Last October, in order to encourage customers to make their outstanding interest payments, a small local bank instituted a policy of forgiving penalties for late payments and offering a relaxed debt plan to everyone paying the entirety of their interest payments. By November, there were twice as many late interest payments as there had been a month prior, although a record amount of interest had been paid back last month.
Which of the following, if true, most helps to explain the apparent inconsistency in the results of the bank’s policy?
A. The relaxed debt plan became an attractive proposal among the customers; so, in order to secure a relaxed debt plan, many customers borrowed much more than they otherwise would have and deliberately skipped interest for October.

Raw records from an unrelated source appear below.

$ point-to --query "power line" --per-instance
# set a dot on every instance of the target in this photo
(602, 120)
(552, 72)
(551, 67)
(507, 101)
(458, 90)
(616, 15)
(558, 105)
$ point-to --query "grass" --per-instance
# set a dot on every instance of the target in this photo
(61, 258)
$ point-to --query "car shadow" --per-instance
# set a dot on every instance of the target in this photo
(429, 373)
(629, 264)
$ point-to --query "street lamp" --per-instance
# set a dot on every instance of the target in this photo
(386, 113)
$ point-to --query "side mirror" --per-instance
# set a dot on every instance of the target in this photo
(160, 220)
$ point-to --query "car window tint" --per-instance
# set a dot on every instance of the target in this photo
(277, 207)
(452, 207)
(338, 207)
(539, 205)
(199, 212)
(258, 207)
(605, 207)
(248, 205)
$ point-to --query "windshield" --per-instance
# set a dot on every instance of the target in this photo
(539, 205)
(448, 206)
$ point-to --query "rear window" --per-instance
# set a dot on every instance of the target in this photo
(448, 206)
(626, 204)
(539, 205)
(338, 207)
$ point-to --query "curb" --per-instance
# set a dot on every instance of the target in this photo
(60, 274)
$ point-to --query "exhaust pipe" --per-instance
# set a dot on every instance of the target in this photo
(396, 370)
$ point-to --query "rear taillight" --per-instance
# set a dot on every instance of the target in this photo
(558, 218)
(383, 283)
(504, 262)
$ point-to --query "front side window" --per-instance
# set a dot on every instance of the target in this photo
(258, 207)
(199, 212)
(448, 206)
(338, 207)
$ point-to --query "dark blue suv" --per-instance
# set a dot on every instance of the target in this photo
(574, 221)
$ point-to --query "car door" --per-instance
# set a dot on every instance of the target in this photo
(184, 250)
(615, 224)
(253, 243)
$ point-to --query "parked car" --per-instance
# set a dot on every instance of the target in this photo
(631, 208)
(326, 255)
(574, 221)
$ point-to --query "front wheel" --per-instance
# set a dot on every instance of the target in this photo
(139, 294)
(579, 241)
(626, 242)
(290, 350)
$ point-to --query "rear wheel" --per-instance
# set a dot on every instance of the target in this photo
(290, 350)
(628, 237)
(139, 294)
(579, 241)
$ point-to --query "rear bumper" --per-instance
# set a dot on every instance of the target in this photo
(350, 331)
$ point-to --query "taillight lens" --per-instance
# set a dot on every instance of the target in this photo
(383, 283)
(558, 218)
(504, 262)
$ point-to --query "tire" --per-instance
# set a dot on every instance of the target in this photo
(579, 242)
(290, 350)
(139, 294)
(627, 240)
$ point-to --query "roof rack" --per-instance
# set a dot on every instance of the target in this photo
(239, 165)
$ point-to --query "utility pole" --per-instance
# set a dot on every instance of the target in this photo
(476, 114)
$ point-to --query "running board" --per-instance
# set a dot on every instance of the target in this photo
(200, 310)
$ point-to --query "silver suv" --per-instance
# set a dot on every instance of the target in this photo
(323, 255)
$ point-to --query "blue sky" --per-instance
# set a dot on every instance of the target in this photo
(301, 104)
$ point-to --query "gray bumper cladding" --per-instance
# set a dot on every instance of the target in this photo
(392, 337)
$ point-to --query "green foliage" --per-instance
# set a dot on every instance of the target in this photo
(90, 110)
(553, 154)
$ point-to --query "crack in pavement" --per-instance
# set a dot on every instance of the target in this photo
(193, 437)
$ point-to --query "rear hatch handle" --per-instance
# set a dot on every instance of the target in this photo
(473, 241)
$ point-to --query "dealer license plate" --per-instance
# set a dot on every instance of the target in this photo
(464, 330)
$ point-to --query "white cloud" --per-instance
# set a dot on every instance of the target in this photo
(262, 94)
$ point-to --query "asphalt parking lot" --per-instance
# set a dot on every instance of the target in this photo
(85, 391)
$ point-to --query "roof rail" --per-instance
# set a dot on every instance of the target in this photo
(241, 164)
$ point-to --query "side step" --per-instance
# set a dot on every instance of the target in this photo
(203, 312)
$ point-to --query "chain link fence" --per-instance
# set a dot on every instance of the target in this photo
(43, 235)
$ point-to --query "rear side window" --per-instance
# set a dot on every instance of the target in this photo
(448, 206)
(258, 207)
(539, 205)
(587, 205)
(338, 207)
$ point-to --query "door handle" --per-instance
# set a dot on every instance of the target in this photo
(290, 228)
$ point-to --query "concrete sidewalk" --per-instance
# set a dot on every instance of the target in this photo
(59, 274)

B. Even though the grace period convinced some customers to pay back their outstanding interest payments, it did not convince all the customers with outstanding interest payments to pay back all of the interest.
C. The bank did not properly keep track of how many customers availed of the grace period, and some customers did not pay back the entirety of their outstanding interest.
D. The maximum interest payment allowed on a loan at the bank was $5,000 a month, so within the grace period, a customer could accrue $10,000 worth of interest payments at most.
E. Although the bank forgave penalties for late payments during the grace period, the penalties were negligible; hence, waiving the penalties did not provide enough incentive to the customers to pay their outstanding interest.